Raimundo Valdetário Brito se percebeu como criador de coisas desde muito cedo. A curiosidade e as ideias inusitadas renderam-lhe, na infância, o apelido de Pardal, em alusão ao famoso personagem de Walt Disney conhecido pelas invenções malucas. Nos anos 1970, aos 12 anos, o cearense nascido na cidade de Crato, criou uma de suas primeiras invenções: uma radiola, tipo de vitrola acionada manualmente. 

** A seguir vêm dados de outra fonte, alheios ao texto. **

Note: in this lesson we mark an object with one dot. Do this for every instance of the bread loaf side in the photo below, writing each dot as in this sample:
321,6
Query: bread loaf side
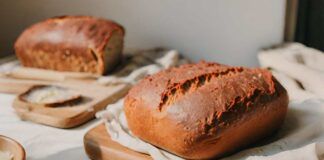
71,43
205,110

Já adulto, enquanto cursava a faculdade de Medicina, conheceu o cubo mágico, que o inspirou a criar uma evolução do brinquedo, patenteado por ele em 2007: o cubo art, brinquedo com estrutura articulada por molas e peças de acrílico, que exige até mais atenção para a montagem das faces com cores correspondentes. Aqui é possível ver como o cubo de Raimundo é montado. Apesar de ainda não ter conseguido comercializar a invenção, ele não parou de recriá-la, somando mais de 60 variações. “A invenção é a soma de oportunidade, percepção e sorte. Olhar ao redor é sempre importante para estimular novas ideias”, reflete o inventor, que também atua como cirurgião geral.

Variações do cubo art criadas por Raimundo Brito.
Variações do cubo art criadas por Raimundo Brito. Foto: Acervo Pessoal

A Inventolândia

O cubo articulado de Raimundo é um dos 300 objetos expostos na Inventolândia, primeiro museu de invenções da América Latina, localizado na capital paulista. Ali, pode-se conhecer produtos prototipados, patenteados ou em processo de registro e até já comercializados, do Brasil e do mundo. Um espaço que mostra que invenções são criadas a todo instante.

“Sempre estamos incluindo novas invenções no museu”, conta Daniela Mazzei, diretora da Inventolândia. O acervo amplo do espaço é, em parte, resultado da atuação da Associação Nacional de Inventores (ANI), entidade que assessora criadores brasileiros, do registro à comercialização de objetos – e que é mantenedora do museu. “Mais de 35 mil invenções patenteadas já passaram pela associação, e cerca de 40% delas viraram produtos para comercialização”, conta. 

Algumas das invenções expostas, com histórias contadas no site da ANI (acesse aqui), inspiram estudantes que visitam o espaço e conhecem desde o espaguete de piscina até os óculos para ajudar a se maquiar. Após meses fechado por causa da pandemia de covid-19, o museu reabriu as portas e prepara uma programação especial para a semana do dia 4 de novembro, data em que se comemora o Dia do Inventor. A entrada será gratuita neste período.